Bet he's delighted you got one on ebay and then came asking him to fit it. Probably even more delighted now it's a fake


----------



## TPO77 (Oct 7, 2013)

They are having difficulty getting any stock of them in due to "massive demand in America". I did try there first, I wasn't quite that brass necked to bypass him first. When I was looking for one last week I couldn't source one in Aberdeen at all. Hence the resorting to the interwebs for one :ears:


----------



## DCB (Oct 7, 2013)

They'll be even harder to get now Tiger has used one


----------



## DappaDonDave (Oct 7, 2013)

Does this have a detrimental effect on your putting. Or has it not changed one bit...until you think, "poop, i've got a fake grip"


----------



## mchacker (Oct 7, 2013)

Aaw no, now you've made me nervous, our assistant pro told me to get one off ebay for the same reason, will be eyeing it up very carefully when it arrives


----------



## garyinderry (Oct 7, 2013)

if it is fake then you should have no worries about naming the ebay rip off merchant!


----------



## Nashy (Oct 7, 2013)

I cut 2 genuine ones off this week as I couldn't be bothered trying to get them off by spraying solvent down the side of the grip.


----------



## la_lucha (Oct 8, 2013)

Nashy said:



			I cut 2 genuine ones off this week as I couldn't be bothered trying to get them off by spraying solvent down the side of the grip.
		
Click to expand...

Not sure what this has to do with fakes being sold on Fleabay?


----------



## One Planer (Oct 8, 2013)

Nashy said:



			I cut 2 genuine ones off this week as I couldn't be bothered trying to get them off by spraying solvent down the side of the grip.
		
Click to expand...




la_lucha said:



			Not sure what this has to do with fakes being sold on Fleabay?
		
Click to expand...

I think he was making the point as to cutting 2 new grips off, as opposed to blowing them off, when they are so hard to come by.
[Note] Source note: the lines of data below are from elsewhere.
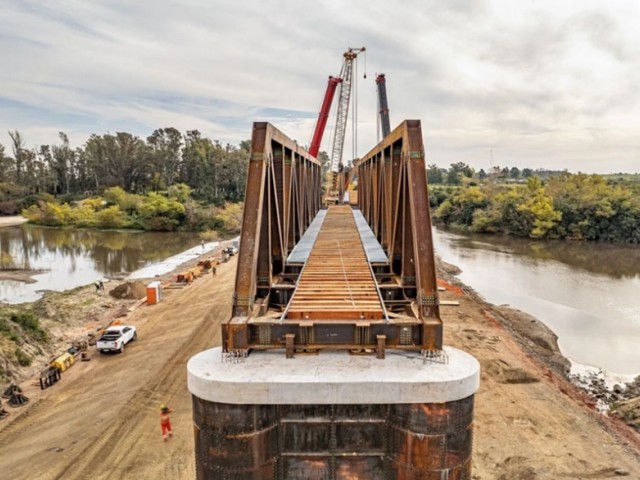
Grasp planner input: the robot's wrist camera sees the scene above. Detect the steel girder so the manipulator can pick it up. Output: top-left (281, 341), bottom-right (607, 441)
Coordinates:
top-left (223, 122), bottom-right (322, 345)
top-left (354, 120), bottom-right (442, 350)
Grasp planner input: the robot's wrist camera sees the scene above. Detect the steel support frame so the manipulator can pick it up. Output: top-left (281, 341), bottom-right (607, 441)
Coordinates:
top-left (222, 122), bottom-right (322, 351)
top-left (354, 120), bottom-right (442, 350)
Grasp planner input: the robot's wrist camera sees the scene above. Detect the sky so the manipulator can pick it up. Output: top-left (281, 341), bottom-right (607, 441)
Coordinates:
top-left (0, 0), bottom-right (640, 173)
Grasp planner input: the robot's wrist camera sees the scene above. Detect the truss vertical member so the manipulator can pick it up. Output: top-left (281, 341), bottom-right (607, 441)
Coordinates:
top-left (376, 73), bottom-right (391, 139)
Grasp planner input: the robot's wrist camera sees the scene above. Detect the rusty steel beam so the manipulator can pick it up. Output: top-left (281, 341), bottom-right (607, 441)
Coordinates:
top-left (354, 120), bottom-right (442, 350)
top-left (193, 396), bottom-right (474, 480)
top-left (228, 122), bottom-right (321, 350)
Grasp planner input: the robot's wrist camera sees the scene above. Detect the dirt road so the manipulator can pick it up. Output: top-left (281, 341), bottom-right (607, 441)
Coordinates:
top-left (0, 258), bottom-right (236, 480)
top-left (0, 255), bottom-right (640, 480)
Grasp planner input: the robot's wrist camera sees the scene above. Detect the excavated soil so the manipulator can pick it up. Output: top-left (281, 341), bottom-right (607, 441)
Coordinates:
top-left (0, 258), bottom-right (640, 480)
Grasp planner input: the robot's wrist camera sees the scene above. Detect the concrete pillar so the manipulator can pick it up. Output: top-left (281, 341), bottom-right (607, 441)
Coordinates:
top-left (188, 347), bottom-right (479, 480)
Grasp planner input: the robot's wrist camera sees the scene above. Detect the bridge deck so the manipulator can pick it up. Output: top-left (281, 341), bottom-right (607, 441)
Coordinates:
top-left (286, 205), bottom-right (384, 320)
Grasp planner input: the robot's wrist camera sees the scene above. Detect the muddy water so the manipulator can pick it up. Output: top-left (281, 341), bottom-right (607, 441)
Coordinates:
top-left (0, 225), bottom-right (200, 303)
top-left (435, 229), bottom-right (640, 375)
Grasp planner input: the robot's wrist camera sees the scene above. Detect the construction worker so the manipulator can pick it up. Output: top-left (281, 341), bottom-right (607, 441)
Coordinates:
top-left (0, 400), bottom-right (9, 420)
top-left (160, 405), bottom-right (173, 442)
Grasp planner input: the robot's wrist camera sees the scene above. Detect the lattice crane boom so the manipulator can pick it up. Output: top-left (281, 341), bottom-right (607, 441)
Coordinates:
top-left (331, 47), bottom-right (366, 173)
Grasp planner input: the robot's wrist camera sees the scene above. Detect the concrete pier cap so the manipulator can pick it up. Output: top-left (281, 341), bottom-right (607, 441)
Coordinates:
top-left (187, 346), bottom-right (480, 405)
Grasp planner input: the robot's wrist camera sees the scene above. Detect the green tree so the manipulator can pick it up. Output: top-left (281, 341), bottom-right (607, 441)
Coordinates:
top-left (427, 163), bottom-right (444, 185)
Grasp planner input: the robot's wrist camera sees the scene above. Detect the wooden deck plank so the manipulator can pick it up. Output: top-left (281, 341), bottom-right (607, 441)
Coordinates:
top-left (287, 205), bottom-right (384, 320)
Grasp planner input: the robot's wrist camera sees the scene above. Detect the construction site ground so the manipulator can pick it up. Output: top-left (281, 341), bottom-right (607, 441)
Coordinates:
top-left (0, 253), bottom-right (640, 480)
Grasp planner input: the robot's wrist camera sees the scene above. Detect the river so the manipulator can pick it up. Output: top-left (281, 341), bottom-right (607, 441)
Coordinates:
top-left (0, 224), bottom-right (208, 303)
top-left (434, 229), bottom-right (640, 377)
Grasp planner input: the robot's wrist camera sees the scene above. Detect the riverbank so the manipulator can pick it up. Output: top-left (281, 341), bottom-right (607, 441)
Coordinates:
top-left (0, 251), bottom-right (640, 480)
top-left (0, 241), bottom-right (229, 387)
top-left (0, 215), bottom-right (29, 227)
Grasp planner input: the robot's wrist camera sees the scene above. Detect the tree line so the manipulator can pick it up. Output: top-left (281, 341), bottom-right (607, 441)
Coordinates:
top-left (0, 127), bottom-right (250, 215)
top-left (429, 172), bottom-right (640, 244)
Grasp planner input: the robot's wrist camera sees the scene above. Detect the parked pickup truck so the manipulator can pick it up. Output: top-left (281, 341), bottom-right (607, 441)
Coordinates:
top-left (96, 325), bottom-right (138, 353)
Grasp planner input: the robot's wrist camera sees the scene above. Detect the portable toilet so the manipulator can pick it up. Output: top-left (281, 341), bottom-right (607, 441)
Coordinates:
top-left (50, 353), bottom-right (75, 372)
top-left (147, 280), bottom-right (162, 305)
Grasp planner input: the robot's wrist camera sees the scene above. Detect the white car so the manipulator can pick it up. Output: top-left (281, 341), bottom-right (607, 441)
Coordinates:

FWIW, I brogght mine through, and had it fitted by my pro.

I do have my eye on a Baby T Scotty grip though.


----------



## drawboy (Oct 8, 2013)

Was it a bargain? first sign of a fake on ebay is the price. Very few sellers can offer big savings on genuine items. Bear in mind they have to buy them first, so if they are "new" and cheap then most likely they aren't right. You are not alone though. I got some fake golf prides of ebay, serves me right for trying to save a few bob (I'll say that before the army of I told you so's on here that revel in other peoples misfortunes do)


----------



## TPO77 (Oct 8, 2013)

Update people:

Not going to name the seller. At the point I posted this I'd only received one response from the seller and I'd rather give him a chance to sort it first before I drag his name through the mud. He gave me a full refund and I forwarded him pictures and an email from the pro. Refund was processed within 6 hours and from the story I was told I think the guy was genuine enough. I think he's been fed a line by a supplier about "end of line stock" and been offered them cheaply then sold them on. Shock horror the guy is unable to get a response from said supplier now so unfortunately I think the guy has been fleeced himself.

If anyone that's posted saying they are worried now wants some assurances you can PM me who you bought it from and I'll let you know if it's the same guy or not. He has since removed his listing for the remaining 2 grips and he only had 3 when I bought one last wednesday so if you bought yours after then it won't be the same guy. The pricing was in the same bracket as all the others ones i.e. slightly more expensive if it's "free" postage or slightly cheaper if they charge for postage. It wasn't just me being tight :ears:

The three most obvious flaws with the grip compared to an authentic were the stitching up the back of the grip. It was very loose on this one and untidy looking. The black ring at the bottom of the grip was very badly fitted and the texture of the grip. It felt much spongier than the real one. Almost as if you can put your finger right through it even when it's fitted. I got a happy ending but just a few pointers for the rest of you buying one.

Now to wait for the next one I've ordered and keep my fingers crossed


----------



## HomerJSimpson (Oct 8, 2013)

Good news that it ended amicably. Surprised you had trouble getting one. Most pro shops I've visited have them as do Gamola and AG online


----------